What we know, having engaged with forestry policy in Tasmania for many decades, is that Sustainable Timber Tasmania is desperate for the auditors to believe that the 356 000 hectares that was set aside to go into the second tranche of reserves will not be logged.

If Government policy leads to the logging of the 356 000 hectares that were part of the agreement under the Tasmanian Forest Agreement, it will kill forever STT's bid for forest stewardship certification. And rightly so, unfortunately, because we have a minister who is overseeing a forestry GBE that is still logging high conservation value forests; a Government whose forest policy it is to open up to logging 356 000 hectares of some of the most exquisite, intricate forests on the planet. From the southern forest to Bruny Island, to the Tasman Peninsula, the Blue Tier, Great Western Tiers, over to the Tarkine, these forests are of global significance and they were recognised as such by forest scientists, but this Government wants to allow the loggers in there in April next year.

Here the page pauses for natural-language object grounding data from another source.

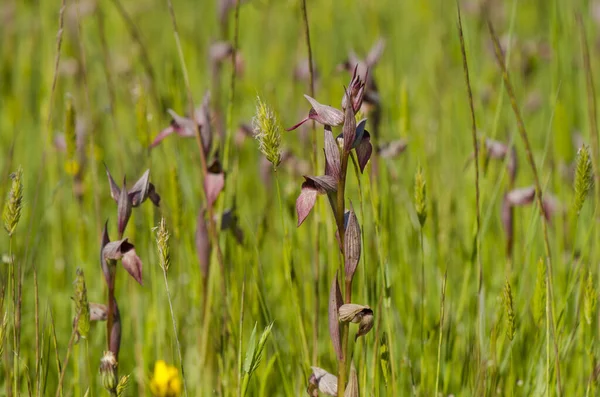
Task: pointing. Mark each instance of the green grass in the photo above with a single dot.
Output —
(424, 100)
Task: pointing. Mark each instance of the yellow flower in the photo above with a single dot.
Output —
(165, 381)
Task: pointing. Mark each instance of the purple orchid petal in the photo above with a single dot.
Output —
(364, 150)
(332, 155)
(214, 182)
(323, 183)
(324, 114)
(349, 129)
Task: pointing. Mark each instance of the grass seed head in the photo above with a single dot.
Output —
(14, 205)
(590, 299)
(584, 179)
(509, 311)
(108, 371)
(326, 382)
(267, 130)
(162, 243)
(82, 307)
(420, 196)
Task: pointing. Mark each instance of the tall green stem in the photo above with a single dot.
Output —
(339, 217)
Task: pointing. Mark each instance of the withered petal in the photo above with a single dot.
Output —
(364, 150)
(306, 201)
(133, 264)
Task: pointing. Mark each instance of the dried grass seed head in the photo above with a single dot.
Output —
(326, 382)
(267, 130)
(351, 312)
(584, 178)
(108, 371)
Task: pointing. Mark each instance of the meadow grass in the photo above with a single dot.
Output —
(481, 276)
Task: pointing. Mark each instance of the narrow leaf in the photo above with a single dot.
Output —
(352, 245)
(332, 155)
(335, 301)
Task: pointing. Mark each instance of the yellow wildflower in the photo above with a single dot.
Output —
(165, 381)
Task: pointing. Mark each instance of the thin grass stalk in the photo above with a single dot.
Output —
(232, 79)
(88, 366)
(175, 334)
(94, 171)
(480, 298)
(315, 161)
(66, 361)
(422, 254)
(76, 370)
(538, 190)
(240, 342)
(442, 312)
(55, 343)
(13, 289)
(36, 299)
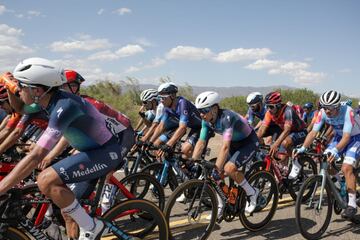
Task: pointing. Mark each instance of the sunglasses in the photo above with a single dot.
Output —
(270, 106)
(204, 110)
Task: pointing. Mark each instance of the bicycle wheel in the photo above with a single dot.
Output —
(191, 212)
(312, 216)
(143, 186)
(308, 169)
(128, 217)
(14, 234)
(155, 169)
(266, 203)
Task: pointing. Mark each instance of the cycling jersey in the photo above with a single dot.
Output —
(159, 112)
(81, 123)
(287, 115)
(345, 122)
(185, 113)
(14, 120)
(252, 114)
(230, 124)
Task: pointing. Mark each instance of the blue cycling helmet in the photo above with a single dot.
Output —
(308, 105)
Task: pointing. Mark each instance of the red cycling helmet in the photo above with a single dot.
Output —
(273, 98)
(72, 76)
(3, 92)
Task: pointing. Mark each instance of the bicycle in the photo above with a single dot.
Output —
(129, 219)
(324, 196)
(200, 206)
(271, 164)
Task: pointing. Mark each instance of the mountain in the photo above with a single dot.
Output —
(226, 91)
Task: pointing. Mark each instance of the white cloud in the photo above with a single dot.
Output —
(155, 62)
(240, 54)
(103, 56)
(2, 9)
(263, 64)
(123, 11)
(129, 50)
(11, 48)
(100, 11)
(85, 43)
(189, 53)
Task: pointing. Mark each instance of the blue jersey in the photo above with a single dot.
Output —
(184, 113)
(230, 124)
(345, 122)
(83, 126)
(251, 115)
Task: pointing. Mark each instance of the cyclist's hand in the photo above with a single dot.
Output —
(215, 175)
(298, 151)
(334, 154)
(273, 149)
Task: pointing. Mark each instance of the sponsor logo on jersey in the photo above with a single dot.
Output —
(88, 171)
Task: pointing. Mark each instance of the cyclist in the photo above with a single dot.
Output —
(293, 128)
(239, 142)
(147, 112)
(308, 113)
(85, 129)
(178, 112)
(256, 108)
(346, 141)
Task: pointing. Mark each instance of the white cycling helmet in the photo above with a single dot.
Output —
(254, 97)
(39, 71)
(167, 88)
(207, 99)
(330, 98)
(148, 95)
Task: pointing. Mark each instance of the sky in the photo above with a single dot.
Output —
(309, 43)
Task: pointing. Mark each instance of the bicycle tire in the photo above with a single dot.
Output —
(301, 177)
(158, 218)
(300, 222)
(149, 184)
(191, 186)
(12, 233)
(155, 169)
(254, 181)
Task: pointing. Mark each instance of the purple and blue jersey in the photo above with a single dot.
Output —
(81, 123)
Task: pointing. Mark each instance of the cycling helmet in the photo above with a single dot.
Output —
(330, 98)
(3, 92)
(148, 95)
(207, 99)
(348, 102)
(39, 71)
(72, 76)
(308, 105)
(167, 88)
(273, 98)
(254, 97)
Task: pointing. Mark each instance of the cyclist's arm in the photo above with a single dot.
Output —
(180, 131)
(57, 150)
(4, 122)
(222, 156)
(23, 169)
(11, 139)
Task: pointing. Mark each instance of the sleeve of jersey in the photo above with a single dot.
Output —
(204, 130)
(159, 113)
(228, 129)
(289, 117)
(60, 119)
(184, 112)
(267, 119)
(319, 121)
(250, 116)
(349, 121)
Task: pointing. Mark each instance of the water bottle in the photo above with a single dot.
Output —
(343, 191)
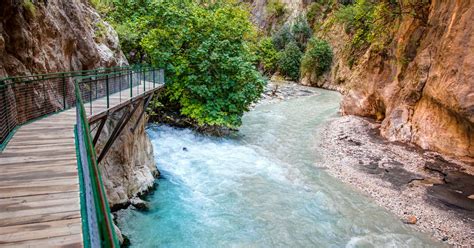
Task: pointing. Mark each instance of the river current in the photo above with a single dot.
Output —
(259, 188)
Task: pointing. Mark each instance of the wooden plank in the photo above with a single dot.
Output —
(32, 191)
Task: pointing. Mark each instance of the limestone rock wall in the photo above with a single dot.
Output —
(63, 35)
(129, 168)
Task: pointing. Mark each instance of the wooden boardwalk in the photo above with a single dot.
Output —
(39, 184)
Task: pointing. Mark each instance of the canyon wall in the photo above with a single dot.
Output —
(38, 36)
(421, 87)
(57, 35)
(129, 167)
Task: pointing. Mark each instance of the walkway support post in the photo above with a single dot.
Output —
(131, 83)
(107, 89)
(64, 93)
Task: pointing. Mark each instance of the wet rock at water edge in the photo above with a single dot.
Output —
(139, 204)
(411, 219)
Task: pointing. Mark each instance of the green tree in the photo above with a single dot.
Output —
(290, 61)
(317, 58)
(283, 37)
(301, 31)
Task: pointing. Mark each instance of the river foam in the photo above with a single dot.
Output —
(259, 189)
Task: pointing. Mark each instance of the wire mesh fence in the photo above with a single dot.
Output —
(28, 98)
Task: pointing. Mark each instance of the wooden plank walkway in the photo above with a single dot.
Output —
(39, 184)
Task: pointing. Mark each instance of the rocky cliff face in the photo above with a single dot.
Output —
(421, 87)
(57, 35)
(51, 36)
(129, 168)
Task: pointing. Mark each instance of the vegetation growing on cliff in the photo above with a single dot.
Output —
(290, 60)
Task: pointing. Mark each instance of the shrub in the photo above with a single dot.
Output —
(267, 55)
(29, 7)
(100, 33)
(367, 21)
(301, 31)
(289, 61)
(317, 58)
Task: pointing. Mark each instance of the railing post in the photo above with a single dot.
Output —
(90, 96)
(64, 92)
(107, 89)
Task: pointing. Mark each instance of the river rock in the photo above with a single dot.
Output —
(411, 219)
(129, 168)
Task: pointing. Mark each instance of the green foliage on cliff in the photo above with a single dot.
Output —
(301, 31)
(290, 60)
(317, 58)
(206, 48)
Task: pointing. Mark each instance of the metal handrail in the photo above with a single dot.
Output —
(98, 229)
(26, 98)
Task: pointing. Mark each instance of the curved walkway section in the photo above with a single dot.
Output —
(39, 183)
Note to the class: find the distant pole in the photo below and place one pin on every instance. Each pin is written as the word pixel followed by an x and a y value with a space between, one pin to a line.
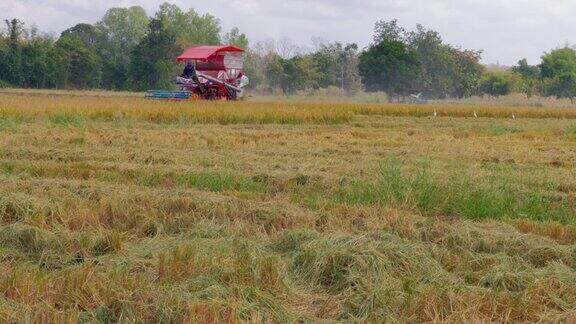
pixel 342 79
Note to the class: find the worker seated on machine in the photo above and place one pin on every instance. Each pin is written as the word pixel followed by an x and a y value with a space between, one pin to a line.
pixel 242 80
pixel 189 76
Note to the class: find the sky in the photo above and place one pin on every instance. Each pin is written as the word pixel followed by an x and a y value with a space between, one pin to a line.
pixel 506 30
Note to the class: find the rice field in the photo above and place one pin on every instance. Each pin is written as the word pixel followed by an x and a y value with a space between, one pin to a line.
pixel 118 209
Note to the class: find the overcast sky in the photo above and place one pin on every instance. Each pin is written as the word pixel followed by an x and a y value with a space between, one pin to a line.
pixel 506 30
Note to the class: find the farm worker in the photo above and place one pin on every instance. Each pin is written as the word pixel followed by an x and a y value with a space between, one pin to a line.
pixel 190 73
pixel 242 80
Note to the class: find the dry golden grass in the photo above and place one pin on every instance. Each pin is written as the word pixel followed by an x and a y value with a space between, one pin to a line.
pixel 121 209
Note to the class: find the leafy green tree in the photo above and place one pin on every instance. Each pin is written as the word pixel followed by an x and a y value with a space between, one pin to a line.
pixel 558 69
pixel 91 36
pixel 152 63
pixel 12 58
pixel 337 65
pixel 467 72
pixel 401 62
pixel 122 29
pixel 389 66
pixel 530 74
pixel 80 63
pixel 558 62
pixel 236 38
pixel 563 86
pixel 498 83
pixel 190 28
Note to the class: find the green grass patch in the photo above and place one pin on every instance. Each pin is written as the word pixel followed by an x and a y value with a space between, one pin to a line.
pixel 497 197
pixel 500 130
pixel 68 119
pixel 218 182
pixel 9 125
pixel 570 133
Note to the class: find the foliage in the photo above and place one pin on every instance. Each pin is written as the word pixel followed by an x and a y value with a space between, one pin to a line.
pixel 530 74
pixel 403 63
pixel 558 68
pixel 151 60
pixel 498 83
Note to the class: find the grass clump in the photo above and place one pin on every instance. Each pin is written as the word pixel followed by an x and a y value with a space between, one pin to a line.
pixel 498 197
pixel 219 182
pixel 500 129
pixel 68 119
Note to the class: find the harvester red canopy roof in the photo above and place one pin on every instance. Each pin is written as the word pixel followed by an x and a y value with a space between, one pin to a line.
pixel 206 52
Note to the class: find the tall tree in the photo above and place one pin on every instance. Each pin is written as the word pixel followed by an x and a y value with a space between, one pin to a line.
pixel 530 74
pixel 12 72
pixel 389 66
pixel 123 30
pixel 152 63
pixel 236 38
pixel 558 69
pixel 80 63
pixel 189 27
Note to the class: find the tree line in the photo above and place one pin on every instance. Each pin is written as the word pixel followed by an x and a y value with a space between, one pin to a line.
pixel 128 50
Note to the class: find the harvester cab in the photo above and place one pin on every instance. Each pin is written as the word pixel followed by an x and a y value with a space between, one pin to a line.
pixel 217 74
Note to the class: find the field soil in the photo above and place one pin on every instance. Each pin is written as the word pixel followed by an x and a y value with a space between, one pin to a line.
pixel 118 209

When I asked the minister, 'Has there been any discussions with any companies about going into those reserve forests?'. Not as far as she knows, she said. I said, 'Have there been any discussions with logging companies about going into the rainforest areas that had been set aside in regional reserves and conservation areas?' The minister said, 'Not as far as I know, no'. They are central to the struggle that Sustainable Timbers Tasmania is having achieving FSC certification.

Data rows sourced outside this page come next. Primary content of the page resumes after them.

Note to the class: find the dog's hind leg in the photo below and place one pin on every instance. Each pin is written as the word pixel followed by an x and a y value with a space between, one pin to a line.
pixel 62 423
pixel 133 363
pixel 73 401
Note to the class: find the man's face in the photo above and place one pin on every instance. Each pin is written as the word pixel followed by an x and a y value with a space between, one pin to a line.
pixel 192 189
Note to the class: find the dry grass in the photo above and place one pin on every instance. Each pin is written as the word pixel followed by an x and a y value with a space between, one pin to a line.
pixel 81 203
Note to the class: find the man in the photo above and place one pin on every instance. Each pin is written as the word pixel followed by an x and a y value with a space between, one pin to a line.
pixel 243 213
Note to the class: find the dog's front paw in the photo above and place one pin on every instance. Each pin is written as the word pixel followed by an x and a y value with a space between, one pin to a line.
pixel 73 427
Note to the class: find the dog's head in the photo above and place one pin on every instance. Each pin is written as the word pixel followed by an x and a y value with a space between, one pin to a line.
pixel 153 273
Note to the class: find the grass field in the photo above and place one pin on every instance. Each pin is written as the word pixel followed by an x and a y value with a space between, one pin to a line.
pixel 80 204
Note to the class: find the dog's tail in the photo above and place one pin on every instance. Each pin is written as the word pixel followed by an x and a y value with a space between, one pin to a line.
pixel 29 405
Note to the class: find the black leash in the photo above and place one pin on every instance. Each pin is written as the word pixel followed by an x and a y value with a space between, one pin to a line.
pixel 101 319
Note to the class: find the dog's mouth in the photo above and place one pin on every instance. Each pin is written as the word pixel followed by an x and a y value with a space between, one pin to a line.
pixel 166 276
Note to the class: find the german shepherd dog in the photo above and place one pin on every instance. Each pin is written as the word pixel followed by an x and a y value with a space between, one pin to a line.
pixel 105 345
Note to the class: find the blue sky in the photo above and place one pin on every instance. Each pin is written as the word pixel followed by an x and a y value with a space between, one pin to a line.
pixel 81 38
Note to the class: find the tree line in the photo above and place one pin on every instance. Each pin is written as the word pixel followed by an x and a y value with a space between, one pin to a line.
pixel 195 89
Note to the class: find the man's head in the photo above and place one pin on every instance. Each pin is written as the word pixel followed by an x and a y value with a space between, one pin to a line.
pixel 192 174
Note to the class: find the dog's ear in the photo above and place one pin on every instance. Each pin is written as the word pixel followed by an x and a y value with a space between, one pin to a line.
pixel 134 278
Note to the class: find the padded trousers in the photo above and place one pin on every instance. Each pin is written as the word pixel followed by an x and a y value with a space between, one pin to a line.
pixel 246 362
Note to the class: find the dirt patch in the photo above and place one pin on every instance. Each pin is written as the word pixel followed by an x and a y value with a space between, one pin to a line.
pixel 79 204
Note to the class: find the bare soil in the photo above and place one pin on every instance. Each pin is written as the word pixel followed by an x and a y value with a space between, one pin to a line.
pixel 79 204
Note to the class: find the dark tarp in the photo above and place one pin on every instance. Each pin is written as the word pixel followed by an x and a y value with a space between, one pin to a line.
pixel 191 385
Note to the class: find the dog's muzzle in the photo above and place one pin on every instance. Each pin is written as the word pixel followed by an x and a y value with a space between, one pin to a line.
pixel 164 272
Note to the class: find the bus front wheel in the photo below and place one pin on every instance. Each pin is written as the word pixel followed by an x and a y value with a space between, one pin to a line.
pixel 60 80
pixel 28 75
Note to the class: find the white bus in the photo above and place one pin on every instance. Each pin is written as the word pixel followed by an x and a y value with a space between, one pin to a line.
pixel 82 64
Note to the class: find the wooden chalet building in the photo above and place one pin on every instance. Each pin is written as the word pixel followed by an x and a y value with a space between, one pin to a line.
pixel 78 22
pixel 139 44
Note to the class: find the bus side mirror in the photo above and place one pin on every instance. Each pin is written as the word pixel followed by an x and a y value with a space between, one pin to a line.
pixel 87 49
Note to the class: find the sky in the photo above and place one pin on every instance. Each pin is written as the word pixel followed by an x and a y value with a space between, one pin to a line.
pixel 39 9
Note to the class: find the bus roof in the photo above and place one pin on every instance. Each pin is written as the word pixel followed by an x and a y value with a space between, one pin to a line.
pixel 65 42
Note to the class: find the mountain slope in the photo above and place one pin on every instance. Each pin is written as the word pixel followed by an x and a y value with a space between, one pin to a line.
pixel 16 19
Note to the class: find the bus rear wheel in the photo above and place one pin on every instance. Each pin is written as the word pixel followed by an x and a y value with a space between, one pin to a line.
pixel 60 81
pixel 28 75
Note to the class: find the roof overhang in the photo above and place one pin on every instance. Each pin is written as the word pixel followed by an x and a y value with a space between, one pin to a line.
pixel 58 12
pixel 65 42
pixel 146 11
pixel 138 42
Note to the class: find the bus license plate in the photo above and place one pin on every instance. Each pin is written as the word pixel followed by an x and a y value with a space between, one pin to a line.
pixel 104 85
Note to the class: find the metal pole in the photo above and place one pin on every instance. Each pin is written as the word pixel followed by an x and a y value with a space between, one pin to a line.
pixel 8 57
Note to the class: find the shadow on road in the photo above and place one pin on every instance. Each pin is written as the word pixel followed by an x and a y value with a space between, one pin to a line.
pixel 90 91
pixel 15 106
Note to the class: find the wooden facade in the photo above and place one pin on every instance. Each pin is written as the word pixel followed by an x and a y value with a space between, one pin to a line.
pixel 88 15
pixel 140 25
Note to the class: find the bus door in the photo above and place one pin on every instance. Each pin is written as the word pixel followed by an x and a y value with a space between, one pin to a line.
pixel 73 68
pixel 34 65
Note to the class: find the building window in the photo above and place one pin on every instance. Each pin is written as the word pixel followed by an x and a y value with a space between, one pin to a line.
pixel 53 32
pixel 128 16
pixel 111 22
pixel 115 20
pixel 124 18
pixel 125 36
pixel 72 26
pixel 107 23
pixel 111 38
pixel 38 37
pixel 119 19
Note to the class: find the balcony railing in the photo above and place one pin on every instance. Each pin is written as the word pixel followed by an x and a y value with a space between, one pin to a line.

This minister and the Premier know there has been a collision between the politics of forest policy in Tasmania and the necessary objective of the forestry GBE to achieve Forest Stewardship Council certification. It is undermining STT's endeavours, long as they are, to achieve FSC certification, which is a matter of enormous regret. One of the positive things that came out of the Tasmanian Forest Agreement, apart from the moves towards protecting more than half a million hectares of some of the most beautiful forests on the planet, was a pathway forward for Forestry Tasmania to achieve Forest Stewardship Council certification. The pathway was there because there was a high conservation value focus out of the TFA, but the TFA also gave the timber industry and workers in the industry dignity and certainty for the future.

It was a compromised agreement and it was very difficult to be a part of. From a Greens point of view, many of our people want it all saved. From the industry's point of view, many people want to be able to log whatever they can. In life, in order to achieve an outcome, sometimes you have to make a compromise. We do not tell our children they can have it all straight-up. The TFA was a compromise, but it set out the path for the forestry GBE in Tasmania to achieve the certification it needs to be truly competitive on global markets and to hold its head up high as a best practice forestry company. It is a long way from that yet.

I asked the minister questions about whether there was a wood supply agreement between Government Forestry Tasmania - STT, as you like to call it - and Patriarch and Sons. The minister said that is a matter for Sustainable Timber Tasmania - well, no, it is actually a matter of public interest. As far as we know, Patriarch and Sons wants, at least in part, to access some of its resource from public forests, the forests owned by the people of Tasmania. We do not know where that resource is coming from, and it points to a lack of transparency and incompetence in the Forest portfolio.